01 - Newton Faulkner - Write it on your Skin
Se penso all'estate trascorsa non penso a qualche bikini succinto su una spiaggia esotica, ma penso a lui. Sto messo male? Può darsi. Ma luilì è un fenomeno; e questo suo terzo disco è una boccata d'aria fresca.

04 - Imperial State Electric - Pop War
Ecco un altro disco che ho ascoltato tantissimo e non mi ha stancato mai. L'ennesimo tassello alla sterminata discografia di Mr Andersson mi ha tenuto compagnia molte volte con mia buona soddisfazione

05 - Green Day - ¡Uno!
Ho salutato con entusiasmo il ritorno in s tudio dei Green Day, ma devo dire che 3 dischi di fila per me è troppo. Mi sono fermato al primo. Che mi è piaciuto, per carità. Ma a ¡Dos! e ¡Tré! non ho dato le stesse opportunità.

06 - The Darkness - Hot Cakes
Mi ripeto: loro lì mi fanno ridere un sacco. Il disco ha bei pezzi, ha bei riff di chitarra e quella strana amalgama tra hard rock e pop che mi piace un sacco. Ma soprattutto una notevole dose di ironia, che non guasta mai.
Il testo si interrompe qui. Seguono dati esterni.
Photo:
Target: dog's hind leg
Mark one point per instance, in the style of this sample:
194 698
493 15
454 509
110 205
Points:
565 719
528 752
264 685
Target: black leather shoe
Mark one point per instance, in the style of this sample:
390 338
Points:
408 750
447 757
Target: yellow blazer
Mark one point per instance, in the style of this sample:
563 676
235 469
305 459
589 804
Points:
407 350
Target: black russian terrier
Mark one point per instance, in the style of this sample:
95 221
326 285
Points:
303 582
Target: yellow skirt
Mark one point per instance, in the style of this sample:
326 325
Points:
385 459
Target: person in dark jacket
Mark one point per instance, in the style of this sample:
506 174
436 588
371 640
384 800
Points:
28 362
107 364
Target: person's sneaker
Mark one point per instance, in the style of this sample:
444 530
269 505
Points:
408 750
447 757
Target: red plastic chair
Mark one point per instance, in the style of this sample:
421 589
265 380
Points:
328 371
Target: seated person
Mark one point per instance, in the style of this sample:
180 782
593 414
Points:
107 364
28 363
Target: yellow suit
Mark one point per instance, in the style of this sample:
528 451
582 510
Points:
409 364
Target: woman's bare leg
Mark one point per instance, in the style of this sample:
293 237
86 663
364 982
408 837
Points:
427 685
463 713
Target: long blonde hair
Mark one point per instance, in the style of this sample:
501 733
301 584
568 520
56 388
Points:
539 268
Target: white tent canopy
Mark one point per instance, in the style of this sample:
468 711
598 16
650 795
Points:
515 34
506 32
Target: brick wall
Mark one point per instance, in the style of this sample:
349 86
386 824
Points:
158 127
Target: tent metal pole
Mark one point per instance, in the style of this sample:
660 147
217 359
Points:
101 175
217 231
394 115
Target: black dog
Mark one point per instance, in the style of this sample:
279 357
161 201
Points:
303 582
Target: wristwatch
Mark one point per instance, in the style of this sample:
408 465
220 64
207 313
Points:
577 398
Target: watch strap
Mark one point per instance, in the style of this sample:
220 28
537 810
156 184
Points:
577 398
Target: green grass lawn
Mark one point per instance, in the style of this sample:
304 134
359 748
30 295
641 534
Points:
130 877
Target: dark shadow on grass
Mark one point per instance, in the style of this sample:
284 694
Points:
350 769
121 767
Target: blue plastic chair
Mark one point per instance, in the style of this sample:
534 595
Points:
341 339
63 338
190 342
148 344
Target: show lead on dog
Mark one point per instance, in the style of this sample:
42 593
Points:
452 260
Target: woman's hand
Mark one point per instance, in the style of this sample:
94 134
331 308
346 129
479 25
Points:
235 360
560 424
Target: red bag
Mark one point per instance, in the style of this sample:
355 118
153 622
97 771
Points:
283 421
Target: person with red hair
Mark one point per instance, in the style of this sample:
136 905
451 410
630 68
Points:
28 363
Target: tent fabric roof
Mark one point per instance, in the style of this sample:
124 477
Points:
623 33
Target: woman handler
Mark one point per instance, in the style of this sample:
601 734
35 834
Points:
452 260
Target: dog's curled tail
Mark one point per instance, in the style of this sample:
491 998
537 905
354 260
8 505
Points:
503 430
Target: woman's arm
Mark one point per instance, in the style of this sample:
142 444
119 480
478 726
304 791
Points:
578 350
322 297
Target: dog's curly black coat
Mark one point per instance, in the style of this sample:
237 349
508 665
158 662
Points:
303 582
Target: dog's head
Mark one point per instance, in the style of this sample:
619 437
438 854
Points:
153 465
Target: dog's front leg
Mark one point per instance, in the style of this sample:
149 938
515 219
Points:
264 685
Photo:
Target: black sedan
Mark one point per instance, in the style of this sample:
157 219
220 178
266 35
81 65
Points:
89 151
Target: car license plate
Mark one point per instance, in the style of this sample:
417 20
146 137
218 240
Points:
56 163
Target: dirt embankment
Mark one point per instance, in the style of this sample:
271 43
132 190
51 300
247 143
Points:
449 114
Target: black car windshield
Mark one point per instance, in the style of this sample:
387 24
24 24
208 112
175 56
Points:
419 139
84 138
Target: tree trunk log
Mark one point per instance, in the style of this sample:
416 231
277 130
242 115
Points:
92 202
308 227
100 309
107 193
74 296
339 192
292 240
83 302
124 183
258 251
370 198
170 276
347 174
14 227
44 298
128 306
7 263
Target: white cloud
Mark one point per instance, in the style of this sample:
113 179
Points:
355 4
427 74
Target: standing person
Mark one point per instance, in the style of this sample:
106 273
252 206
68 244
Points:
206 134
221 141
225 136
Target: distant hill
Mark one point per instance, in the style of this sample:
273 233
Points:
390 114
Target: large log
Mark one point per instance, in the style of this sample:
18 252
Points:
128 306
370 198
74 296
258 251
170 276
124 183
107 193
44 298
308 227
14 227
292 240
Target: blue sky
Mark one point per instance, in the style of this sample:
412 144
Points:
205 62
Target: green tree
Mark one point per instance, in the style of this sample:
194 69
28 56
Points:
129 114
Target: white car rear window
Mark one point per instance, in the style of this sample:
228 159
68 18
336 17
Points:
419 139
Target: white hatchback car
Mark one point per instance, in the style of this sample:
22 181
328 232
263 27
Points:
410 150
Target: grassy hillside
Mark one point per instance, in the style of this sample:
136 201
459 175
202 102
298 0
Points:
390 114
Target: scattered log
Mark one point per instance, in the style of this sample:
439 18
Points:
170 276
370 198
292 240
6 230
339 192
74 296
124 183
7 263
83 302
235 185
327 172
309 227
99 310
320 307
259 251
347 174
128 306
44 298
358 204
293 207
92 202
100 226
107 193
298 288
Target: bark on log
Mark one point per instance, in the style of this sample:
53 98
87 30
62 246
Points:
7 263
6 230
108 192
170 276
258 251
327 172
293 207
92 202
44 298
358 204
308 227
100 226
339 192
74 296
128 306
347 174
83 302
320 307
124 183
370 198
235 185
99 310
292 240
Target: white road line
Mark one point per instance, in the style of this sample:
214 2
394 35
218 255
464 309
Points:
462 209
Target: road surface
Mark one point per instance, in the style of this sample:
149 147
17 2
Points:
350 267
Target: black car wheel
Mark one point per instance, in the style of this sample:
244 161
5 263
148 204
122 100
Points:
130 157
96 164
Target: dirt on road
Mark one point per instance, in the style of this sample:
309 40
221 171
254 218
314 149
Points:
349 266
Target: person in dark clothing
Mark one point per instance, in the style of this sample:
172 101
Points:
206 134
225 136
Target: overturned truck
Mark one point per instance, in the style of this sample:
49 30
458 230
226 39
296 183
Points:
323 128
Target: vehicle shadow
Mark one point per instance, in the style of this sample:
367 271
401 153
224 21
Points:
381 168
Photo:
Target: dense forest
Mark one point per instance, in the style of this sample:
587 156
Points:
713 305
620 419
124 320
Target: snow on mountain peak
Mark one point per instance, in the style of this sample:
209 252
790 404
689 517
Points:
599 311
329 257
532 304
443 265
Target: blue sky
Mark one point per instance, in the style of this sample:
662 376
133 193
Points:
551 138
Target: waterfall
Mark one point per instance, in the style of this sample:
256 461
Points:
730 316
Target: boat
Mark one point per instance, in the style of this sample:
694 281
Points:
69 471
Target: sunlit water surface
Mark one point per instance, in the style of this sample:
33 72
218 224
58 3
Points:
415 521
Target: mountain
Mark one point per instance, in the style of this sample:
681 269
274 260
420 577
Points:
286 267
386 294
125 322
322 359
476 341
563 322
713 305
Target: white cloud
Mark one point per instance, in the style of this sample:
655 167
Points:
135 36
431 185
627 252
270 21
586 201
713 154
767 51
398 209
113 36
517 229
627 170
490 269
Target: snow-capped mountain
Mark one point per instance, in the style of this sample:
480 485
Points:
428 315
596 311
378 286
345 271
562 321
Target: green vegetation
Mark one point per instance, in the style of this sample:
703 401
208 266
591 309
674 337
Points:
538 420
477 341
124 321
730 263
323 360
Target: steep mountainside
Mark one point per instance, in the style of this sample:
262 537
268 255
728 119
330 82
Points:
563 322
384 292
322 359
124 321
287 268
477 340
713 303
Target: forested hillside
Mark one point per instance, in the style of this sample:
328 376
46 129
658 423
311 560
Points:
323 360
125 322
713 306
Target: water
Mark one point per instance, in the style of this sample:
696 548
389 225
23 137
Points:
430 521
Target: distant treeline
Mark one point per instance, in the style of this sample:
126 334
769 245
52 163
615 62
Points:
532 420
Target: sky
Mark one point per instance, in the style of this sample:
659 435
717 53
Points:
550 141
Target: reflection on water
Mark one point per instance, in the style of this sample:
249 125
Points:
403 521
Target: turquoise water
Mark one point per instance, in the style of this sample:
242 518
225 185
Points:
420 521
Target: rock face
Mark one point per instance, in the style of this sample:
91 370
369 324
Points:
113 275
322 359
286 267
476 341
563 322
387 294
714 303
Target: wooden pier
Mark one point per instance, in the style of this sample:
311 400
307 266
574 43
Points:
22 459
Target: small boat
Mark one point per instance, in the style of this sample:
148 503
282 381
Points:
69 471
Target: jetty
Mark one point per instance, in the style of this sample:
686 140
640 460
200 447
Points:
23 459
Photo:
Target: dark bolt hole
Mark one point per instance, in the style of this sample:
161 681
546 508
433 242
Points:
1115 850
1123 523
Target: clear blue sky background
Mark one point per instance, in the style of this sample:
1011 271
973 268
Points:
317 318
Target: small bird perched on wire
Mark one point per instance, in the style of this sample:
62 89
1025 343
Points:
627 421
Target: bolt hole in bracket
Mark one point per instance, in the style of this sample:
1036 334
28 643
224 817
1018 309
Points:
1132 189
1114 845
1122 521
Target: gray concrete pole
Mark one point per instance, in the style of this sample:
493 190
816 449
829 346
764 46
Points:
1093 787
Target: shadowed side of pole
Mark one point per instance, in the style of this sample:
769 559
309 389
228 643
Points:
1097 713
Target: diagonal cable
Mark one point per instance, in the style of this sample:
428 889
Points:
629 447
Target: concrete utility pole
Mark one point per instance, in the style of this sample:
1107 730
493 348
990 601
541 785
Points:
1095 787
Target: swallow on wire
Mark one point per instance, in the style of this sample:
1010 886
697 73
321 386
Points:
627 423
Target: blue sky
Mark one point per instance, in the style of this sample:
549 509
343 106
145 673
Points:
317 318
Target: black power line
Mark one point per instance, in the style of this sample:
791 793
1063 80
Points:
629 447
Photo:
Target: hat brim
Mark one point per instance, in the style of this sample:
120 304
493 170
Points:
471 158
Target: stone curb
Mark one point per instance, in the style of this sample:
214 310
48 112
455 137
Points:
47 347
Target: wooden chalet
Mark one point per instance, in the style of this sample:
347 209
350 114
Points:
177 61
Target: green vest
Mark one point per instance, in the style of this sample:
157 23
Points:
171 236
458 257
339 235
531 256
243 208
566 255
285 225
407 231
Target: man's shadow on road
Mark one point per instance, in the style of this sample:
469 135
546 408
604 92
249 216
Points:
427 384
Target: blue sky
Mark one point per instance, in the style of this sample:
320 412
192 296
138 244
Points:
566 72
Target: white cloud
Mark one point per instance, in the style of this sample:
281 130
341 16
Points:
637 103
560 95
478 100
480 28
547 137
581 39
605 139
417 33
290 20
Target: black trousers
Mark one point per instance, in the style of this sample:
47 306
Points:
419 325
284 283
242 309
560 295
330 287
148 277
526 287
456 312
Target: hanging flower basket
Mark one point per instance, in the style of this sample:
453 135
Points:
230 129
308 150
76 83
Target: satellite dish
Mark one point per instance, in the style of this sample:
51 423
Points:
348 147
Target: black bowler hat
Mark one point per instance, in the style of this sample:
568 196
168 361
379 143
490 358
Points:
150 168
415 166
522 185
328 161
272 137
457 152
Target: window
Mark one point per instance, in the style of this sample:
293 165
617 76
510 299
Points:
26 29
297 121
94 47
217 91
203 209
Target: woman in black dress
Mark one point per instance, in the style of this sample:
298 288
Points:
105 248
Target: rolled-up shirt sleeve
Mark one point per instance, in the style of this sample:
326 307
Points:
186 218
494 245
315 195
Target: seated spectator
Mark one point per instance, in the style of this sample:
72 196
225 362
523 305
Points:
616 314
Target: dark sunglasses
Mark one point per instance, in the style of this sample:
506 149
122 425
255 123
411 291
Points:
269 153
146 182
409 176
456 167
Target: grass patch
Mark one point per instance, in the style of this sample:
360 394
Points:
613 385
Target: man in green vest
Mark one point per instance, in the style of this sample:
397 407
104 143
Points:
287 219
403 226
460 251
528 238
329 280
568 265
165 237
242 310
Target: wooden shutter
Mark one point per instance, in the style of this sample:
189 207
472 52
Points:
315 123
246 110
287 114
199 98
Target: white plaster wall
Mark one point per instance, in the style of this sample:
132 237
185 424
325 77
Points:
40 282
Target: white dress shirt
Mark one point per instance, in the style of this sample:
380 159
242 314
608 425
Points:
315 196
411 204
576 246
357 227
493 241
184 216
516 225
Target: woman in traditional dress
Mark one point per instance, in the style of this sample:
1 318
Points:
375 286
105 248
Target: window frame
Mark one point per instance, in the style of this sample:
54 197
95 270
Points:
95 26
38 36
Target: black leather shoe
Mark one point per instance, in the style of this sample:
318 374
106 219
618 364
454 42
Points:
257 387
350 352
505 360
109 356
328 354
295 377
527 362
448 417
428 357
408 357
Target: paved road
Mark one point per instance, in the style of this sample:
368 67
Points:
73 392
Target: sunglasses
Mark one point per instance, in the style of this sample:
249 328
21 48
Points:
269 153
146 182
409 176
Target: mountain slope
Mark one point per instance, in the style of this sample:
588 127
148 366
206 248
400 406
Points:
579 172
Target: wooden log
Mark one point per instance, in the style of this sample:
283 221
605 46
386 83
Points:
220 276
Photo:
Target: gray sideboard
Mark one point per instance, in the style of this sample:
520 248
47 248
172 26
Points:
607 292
07 - Cody ChesnuTT - Landing on a Hundred
Ogni anno c'è un disco che arriva sul filo di lana. E che se fosse uscito un paio di mesi prima - chissà - magari si sarebbe piazzato meglio in classifica. Quest'anno tocca a quest'uomo dall'aspetto e dalle corde vocali ereditate dalla migliore produzione sonora dal soul anni 60. Rivelazione.

08 - Muse - the 2nd Law
I Muse a uno scalino così basso della mia classifica è un po' una novità. La verità è che il disco che lì per lì mi aveva fatto cadere come un teenager che rivede la fidanzata dopo un mese di vacanza, alla fine si è ammosciato con gli ascolti. Alcuni pezzi meravigliosi, tipo "Animals". Ma altri imbarazzanti, tipo "Panic Station". Lascia un po' l'amaro in bocca.

09 - The Shins - Port of Morrow
Quando si ha voglia di ascoltare musica un po' intima e sussurrata, per me è l'ora dell'indie rock.  E questo disco devo dire che è uno dei migliori che abbia ascoltato negli ultimi anni. Molto piacevole e che resiste all'usura del tempo.

10 - Mark Lanegan - Blues Funeral
Copio e incollo dal blog di Monty: "Possibile che quest’uomo non sbagli un disco? O quantomeno, che dissemini costantemente i suoi lavori di note di rilievo, remarks che li rendono sempre, in qualche modo, speciali? O siamo noi ad avere un serio problema di dipendenza dalle sue corde vocali? Il dubbio non è sciolto da Funeral blues, che in compenso però, oltre alla solita classe a pacchi regala anche inaspettati momenti di elegantissimo pop."


E anche per quest'anno è tutto.

1 commento:

Anonimo ha detto...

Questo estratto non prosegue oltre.